2. Bu açık hüküm karşısında; ceza mahkemesince verilen beraat kararı, kusur ve derecesi, zarar tutarı, temyiz gücü ve yükletilme yeterliği, illiyet gibi esasların hukuk hakimini bağlamayacağı konusunda duraksama bulunmamaktadır. Hemen belirtilmelidir ki, hukuk hakiminin bu bağımsızlığı sınırsız değildir. Öğreti ve uygulamada hukuk hakimi, maddi olaylara ve özellikle fiilin hukuka aykırılığına ilişkin olarak ceza hakimi tarafından yapılan tespitlerle bağlıdır. Hukuk hakiminin ceza mahkemesi kararındaki maddi olgularla bağlılığının ölçüsü; beraat kararında suçun sanık tarafından işlenip işlenmediğinin kesin olarak, delilleriyle tespit edilip edilmediğidir.
3. Yukarıdaki açıklamalar ışığında somut olay incelendiğinde; davacı ...'nin eşi olan ...’in 23.10.2011 tarihinde Erciş İlçesinde meydana gelen deprem neticesinde hayatını kaybettiği, bu nedenle davalıya ait binanın enkazı altında kalarak öldüğü ileri sürülen ... ve diğer kişiler nedeniyle Erciş Ağır Ceza Mahkemesinde davalı ve dava dışı Yakup Aydınoğlu hakkında taksirle ölüme ve yaralanmaya neden olma suçundan 2014/108 E. sayılı kamu davasının açıldığı görülmüştür.
4. Eldeki davada uyuşmazlık, murisin nerede öldüğünün açık ve net bir şekilde belirlenmesi noktasında toplanmaktadır. Bu noktada ise, yukarıda bahsi geçen ceza davasında verilen kararın bu davayı etkileyeceği kuşkusuzdur.

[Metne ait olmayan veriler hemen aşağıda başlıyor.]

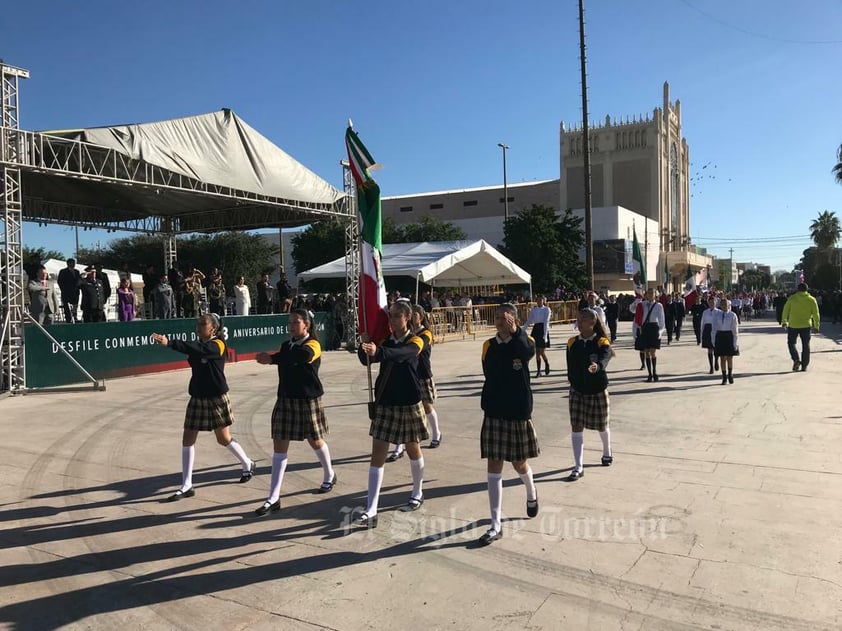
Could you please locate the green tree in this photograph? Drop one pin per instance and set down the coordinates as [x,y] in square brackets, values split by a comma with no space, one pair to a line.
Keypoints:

5. Hal böyle olunca Mahkemece, ceza davasının kesinleşmesinin bekletici mesele yapılması ve ondan sonra diğer delillerle birlikte değerlendirilmesi suretiyle ulaşılacak sonuç uyarınca uyuşmazlığın esası hakkında karar verilmesi gerekirken, eksik inceleme ile yazılı şekilde karar verilmesi doğru görülmemiş, bozmayı gerektirmiştir.
6. Bozma nedenine göre, davacı tarafın tüm, davalı tarafın sair temyiz itirazlarının bu aşamada incelenmesine gerek görülmemiştir.
VI. KARAR
Açıklanan sebeplerle;
1. Temyiz olunan Mahkeme kararının 1086 sayılı Hukuk Usulü Muhakemeleri Kanunu'nun (1086 sayılı Kanun) 428 inci maddesi gereğince BOZULMASINA,
2. Bozma sebebine göre; davacı tarafın tüm, davalı tarafın sair temyiz itirazlarının bu aşamada incelenmesine yer olmadığına,
Peşin alınan temyiz harcının istek halinde temyiz eden davalıya iadesine,
6100 sayılı Hukuk Muhakemeleri Kanunu'na eklenen Geçici madde 3 atfıyla uygulanmakta olan 1086 sayılı Kanun'un 440 ıncı maddesi uyarınca kararın tebliğ tarihinden itibaren 15 günlük süre içerisinde karar düzeltme yolu açık olmak üzere,30.04.2024 tarihinde oy birliğiyle karar verildi.